I recently submitted a short story to my first contest. I’m not as nervous as I thought I would be, just hopeful. I think it’s a good story, and my critique group reviewed it twice; so I know that I’ve done all the revisions that I needed to. I’ll know if it was chosen for the anthology sometime in May.
The topic was crime. I wrote a fictional piece about a flash mob in a store and the repercussions of making a poor choice. Very timely, with all the recent YouTube videos and news reports of stores getting overrun with people who make off with stolen merchandise.
I’m finding that I enjoy writing shorter pieces instead of always being focused on my novels. Short stories give me a sense of instant gratification – I can produce a piece that takes just hours to complete and a couple of days to revise.
Novels, though, are a longer commitment.
It’s not that I have a fear of commitment (I’ve been married for fourteen years); it’s that as I grow older my patience grows shorter. I get frustrated when I can’t exactly get down on paper what’s inside my head.
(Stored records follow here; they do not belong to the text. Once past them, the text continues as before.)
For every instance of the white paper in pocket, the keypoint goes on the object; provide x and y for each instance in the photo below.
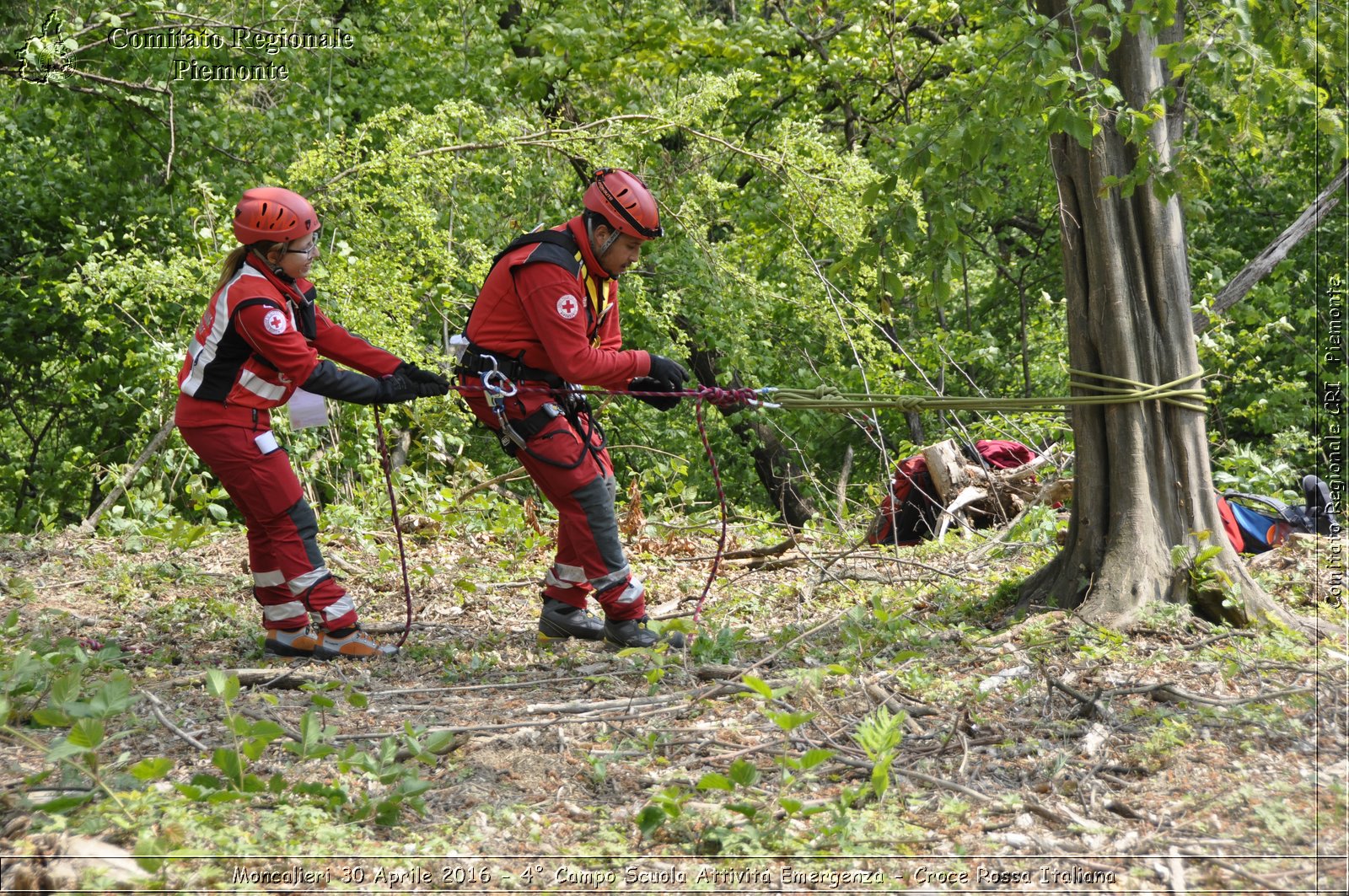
(307, 409)
(266, 443)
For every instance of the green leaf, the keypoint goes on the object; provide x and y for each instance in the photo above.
(87, 734)
(152, 770)
(715, 781)
(791, 721)
(1207, 554)
(1081, 128)
(814, 757)
(744, 772)
(228, 761)
(759, 686)
(223, 686)
(881, 777)
(649, 819)
(64, 803)
(51, 718)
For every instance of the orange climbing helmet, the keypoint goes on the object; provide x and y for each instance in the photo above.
(271, 213)
(622, 200)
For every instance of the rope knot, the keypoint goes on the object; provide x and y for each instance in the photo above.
(728, 399)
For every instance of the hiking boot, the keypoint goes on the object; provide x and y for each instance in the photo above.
(354, 646)
(633, 633)
(287, 644)
(557, 621)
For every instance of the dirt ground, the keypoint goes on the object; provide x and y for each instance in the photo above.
(1034, 756)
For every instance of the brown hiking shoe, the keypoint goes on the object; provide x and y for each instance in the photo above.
(354, 646)
(289, 644)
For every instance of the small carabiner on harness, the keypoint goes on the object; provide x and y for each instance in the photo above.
(497, 389)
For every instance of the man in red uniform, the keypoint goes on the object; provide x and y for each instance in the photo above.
(546, 319)
(258, 341)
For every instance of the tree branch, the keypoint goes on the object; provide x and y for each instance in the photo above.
(1272, 254)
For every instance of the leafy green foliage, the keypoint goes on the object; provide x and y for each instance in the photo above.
(858, 197)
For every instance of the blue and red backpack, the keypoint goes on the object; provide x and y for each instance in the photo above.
(1256, 523)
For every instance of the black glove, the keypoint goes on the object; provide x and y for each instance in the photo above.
(428, 384)
(395, 389)
(668, 373)
(647, 384)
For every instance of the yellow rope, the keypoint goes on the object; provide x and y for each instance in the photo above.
(1128, 392)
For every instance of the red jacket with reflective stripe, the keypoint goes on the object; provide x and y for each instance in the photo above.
(258, 341)
(557, 314)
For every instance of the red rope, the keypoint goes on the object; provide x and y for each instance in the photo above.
(721, 496)
(398, 530)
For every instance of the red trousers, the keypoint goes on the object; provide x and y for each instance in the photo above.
(290, 579)
(570, 464)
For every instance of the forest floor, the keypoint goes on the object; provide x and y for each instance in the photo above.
(847, 721)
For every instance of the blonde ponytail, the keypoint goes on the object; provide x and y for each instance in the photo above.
(233, 263)
(236, 260)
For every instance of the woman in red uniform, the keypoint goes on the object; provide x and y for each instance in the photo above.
(260, 341)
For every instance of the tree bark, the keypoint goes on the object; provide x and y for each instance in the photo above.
(1143, 483)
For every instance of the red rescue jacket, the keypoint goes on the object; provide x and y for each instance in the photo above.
(557, 312)
(258, 341)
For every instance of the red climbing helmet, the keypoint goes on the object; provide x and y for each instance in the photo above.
(271, 213)
(625, 202)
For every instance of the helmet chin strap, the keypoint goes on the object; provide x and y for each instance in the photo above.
(599, 253)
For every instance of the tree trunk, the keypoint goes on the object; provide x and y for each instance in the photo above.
(1143, 482)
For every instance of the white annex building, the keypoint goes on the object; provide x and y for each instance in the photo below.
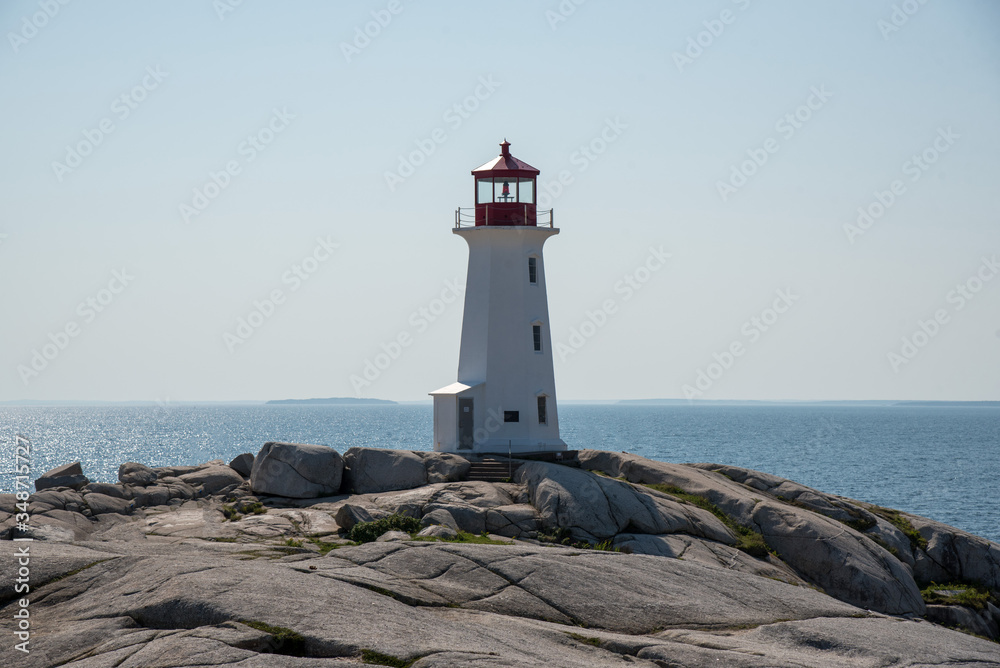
(505, 396)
Or when what I am envisioning takes too long to describe.
Maybe I have undiagnosed ADD.
Or a short attention span.
If that’s the case, then writing novels might not be my destined career. Maybe I should write poetry instead. Or short stories.
Wait, I’m already doing that!
No, I think I’ll have my little flings on the side – spit out a flash fiction piece or a poem every once in a while – then get back to my one true love – my novel.